Ela morava com as três filhas e o marido antes de ir para a Ocupação, em um apartamento na rua Duque de Caxias. “Pagava uma fortuna”, lembra. Quando o imóvel foi vendido, a família teve que sair. “Não tinha para onde ir. Meu marido tinha recém feito uma cirurgia. Minha prima me convenceu a conversar com o pessoal daqui. Em 15 dias eu estava me mudando.” Isto ocorreu em 2012. Eliane conta que o processo de convivência foi muito natural com os vizinhos. “Tu bate na porta, chama pra uma conversa. Temos essa noção de que temos essa luta em comum. Isso nos une.”

Terraço

Rosana Maria Soares é moradora do último andar da Ocupação. Foto: Guilherme Santos/Sul21

Rosana Maria Soares mora no último andar da Ocupação. Seu apartamento tem uma vista quase que paralela ao viaduto Otávio Rocha. Todos os dias, pela manhã, ela assa pães que vende entre os vizinhos. “Todos já sabem quando eu estou descendo, pelo cheirinho de pão.”

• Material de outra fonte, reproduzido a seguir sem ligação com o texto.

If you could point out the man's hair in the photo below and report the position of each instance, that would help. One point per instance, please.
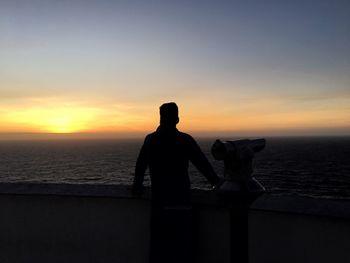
(169, 114)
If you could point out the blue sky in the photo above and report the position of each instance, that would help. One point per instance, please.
(278, 67)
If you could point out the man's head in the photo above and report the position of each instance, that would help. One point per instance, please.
(169, 114)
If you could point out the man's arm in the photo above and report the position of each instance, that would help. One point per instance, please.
(201, 162)
(141, 167)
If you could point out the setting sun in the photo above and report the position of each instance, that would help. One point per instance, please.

Sua irmã, casada com um brigadiano, morava no prédio antes de ela ir para lá. “Quando eu me separei, vim morar com ela.” Ela diz que não trocaria o último andar por outro mais próximo do térreo. “A vista é o que me prende. Quem mais pode olhar Porto Alegre assim? O problema é a escada. Na verdade, é ela que me faz perceber que estou envelhecendo.” Rosana tem problemas cardíacos. “Tenho muito cansaço. Minha médica não sabe que eu subo tudo isso aqui. Venho parando, devagarinho.” Por causa da saúde, deixou de trabalhar como auxiliar em escritórios e passou a cozinhar para os vizinhos.

Ela olha em volta. Tira um dos pães que sobrou da manhã com cuidado do forno. “Ninguém está aqui pedindo favor. Ninguém quer favor de ninguém, não queremos lugar de graça. Queremos uma moradia. Se a gente conseguir morar aqui, será uma maravilha. O que não pode é vir brigadiano tirar brigadiano de suas próprias casas.”